Cette passe d’armes juridico-politique a grandi l’office du juge constitutionnel au Sénégal, comme on ne l’a plus vu ces dernières années en Afrique subsaharienne. Dans certains pays d’Afrique, quelques juges constitutionnels ont même fait allégeance à des juntes militaires dont ils ont reçu la prestation de serment. Les juges constitutionnels sénégalais ont eu le mérite de jouer leur rôle de régulateurs de la vie institutionnelle, mais surtout de régulateurs et de gardiens du temple de la démocratie sénégalaise.

Dans ce même esprit, le peuple sénégalais n’aura pas été en reste. Le taux élevé de participation a été un facteur décisif pour désamorcer d’éventuelles contestations postélectorales, en plus d’avoir donné au candidat vainqueur une majorité claire.
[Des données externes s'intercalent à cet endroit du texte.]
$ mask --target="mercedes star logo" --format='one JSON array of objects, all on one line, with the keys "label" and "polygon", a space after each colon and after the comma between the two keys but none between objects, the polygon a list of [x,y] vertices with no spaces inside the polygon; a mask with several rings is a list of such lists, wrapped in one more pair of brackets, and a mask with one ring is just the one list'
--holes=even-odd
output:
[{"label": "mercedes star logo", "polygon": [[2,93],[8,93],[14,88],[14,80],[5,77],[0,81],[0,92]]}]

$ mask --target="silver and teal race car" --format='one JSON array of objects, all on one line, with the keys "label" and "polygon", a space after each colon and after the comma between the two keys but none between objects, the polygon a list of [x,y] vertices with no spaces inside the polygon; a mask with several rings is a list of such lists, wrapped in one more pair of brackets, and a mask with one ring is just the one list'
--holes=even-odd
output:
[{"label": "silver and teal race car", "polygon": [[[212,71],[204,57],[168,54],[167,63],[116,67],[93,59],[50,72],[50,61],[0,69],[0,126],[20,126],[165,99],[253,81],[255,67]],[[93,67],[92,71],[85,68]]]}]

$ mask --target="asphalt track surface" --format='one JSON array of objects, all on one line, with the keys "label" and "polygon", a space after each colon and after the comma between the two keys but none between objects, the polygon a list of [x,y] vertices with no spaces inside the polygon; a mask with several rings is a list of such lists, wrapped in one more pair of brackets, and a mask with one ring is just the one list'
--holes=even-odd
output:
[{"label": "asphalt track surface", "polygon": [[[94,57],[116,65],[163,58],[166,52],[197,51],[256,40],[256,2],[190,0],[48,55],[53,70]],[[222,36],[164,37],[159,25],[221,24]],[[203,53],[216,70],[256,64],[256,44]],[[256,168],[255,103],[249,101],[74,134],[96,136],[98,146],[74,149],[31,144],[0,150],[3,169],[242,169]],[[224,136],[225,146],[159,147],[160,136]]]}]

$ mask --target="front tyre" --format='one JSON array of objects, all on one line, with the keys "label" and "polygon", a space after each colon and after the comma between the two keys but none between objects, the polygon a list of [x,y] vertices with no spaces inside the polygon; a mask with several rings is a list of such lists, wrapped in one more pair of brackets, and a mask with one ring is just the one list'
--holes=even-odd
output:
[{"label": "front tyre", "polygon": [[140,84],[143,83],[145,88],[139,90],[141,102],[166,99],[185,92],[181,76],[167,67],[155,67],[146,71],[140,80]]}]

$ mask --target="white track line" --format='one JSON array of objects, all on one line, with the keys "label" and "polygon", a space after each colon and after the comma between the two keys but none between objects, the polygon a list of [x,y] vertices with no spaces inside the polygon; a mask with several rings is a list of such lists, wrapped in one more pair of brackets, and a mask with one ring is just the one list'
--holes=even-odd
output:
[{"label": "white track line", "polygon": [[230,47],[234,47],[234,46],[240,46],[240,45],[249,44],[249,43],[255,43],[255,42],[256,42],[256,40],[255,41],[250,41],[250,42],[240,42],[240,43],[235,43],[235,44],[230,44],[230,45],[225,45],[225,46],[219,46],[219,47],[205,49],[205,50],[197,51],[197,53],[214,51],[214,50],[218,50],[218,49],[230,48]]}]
Une victoire à l’arraché de Bassirou Diomaye Faye aurait probablement dissuadé Amadou Ba de reconnaître sa défaite en milieu de journée et de féliciter le vainqueur dans la foulée. La discipline de ses partisans et l’acceptation de la défaite ont rendu possible le climat de paix qui règne actuellement au pays de la Teranga.

Faire de la politique autrement 

Au-delà de la fabuleuse trajectoire qui a porté à la magistrature suprême Bassirou Diomaye Faye, l’élection présidentielle sénégalaise est porteuse d’enseignements pour tous les États africains qui se sont convertis à la vulgate des années 1990 sur la nécessaire conversion à la démocratie. 

Toute démocratie demeure fragile et aura toujours suspendu au-dessus de sa tête, comme une épée de Damoclès, l’hubris du pouvoir des hommes politiques. Preuve en a été faite aux États-Unis avec Donald Trump et au Brésil avec Jair Bolsonaro. 

C’est la force de conviction démocratique des hommes qui donne aux institutions leur force. C’est en ce sens que le peuple sénégalais et les juges du Conseil constitutionnel auront fait échec à la tentative de coup d’État constitutionnel de Macky Sall. La démocratie n’est pas un acquis qui serait ad vitam aeternam à l’abri des soubresauts et des contingences de l’histoire. Il s’agit en réalité d’un processus dont les fondements pourraient vaciller à tout moment du fait de la volonté d’un homme ou d’un clan habités par la tentation du pouvoir perpétuel. 

Dans ses mémoires, l’ancien président Abdou Diouf, informé de sa défaite face à Abdoulaye Wade, relate la tentation de quelques-uns de ses partisans d’inverser le verdict des urnes en sa faveur pour le maintenir au pouvoir. Son opposition ferme à cette tentative de tripatouillage électoral a évité au Sénégal un drame dont nul n’aurait pu prédire l’issue.

Enfin, il n’est pas excessif de dire que le peuple sénégalais n’a pas seulement rejeté le pouvoir sortant, mais a également exprimé une volonté profonde de voir les entrepreneurs politiques « faire de la politique autrement » et aussi l’impératif d’un renouvellement générationnel de son personnel politique. Qu’il s’agisse de Khalifa Sall ou d’Idrissa Seck, les ténors de la politique sénégalaise qui occupent le devant de la scène depuis des lustres ont subi chacun une déculottée sans précédent, parfois dans ce qui passait jusqu’à présent pour leurs fiefs électoraux.

La tâche qui attend le nouveau chef de l’État est, à n’en pas douter, gigantesque, tant et si bien qu’il est fort peu probable qu’il bénéficie d’un État de grâce, tout au moins sur des terrains tels que l’exemplarité dans la gestion de la fortune publique et la mise en place de politiques véritablement redistributives pour les couches les plus vulnérables de la population sénégalaise.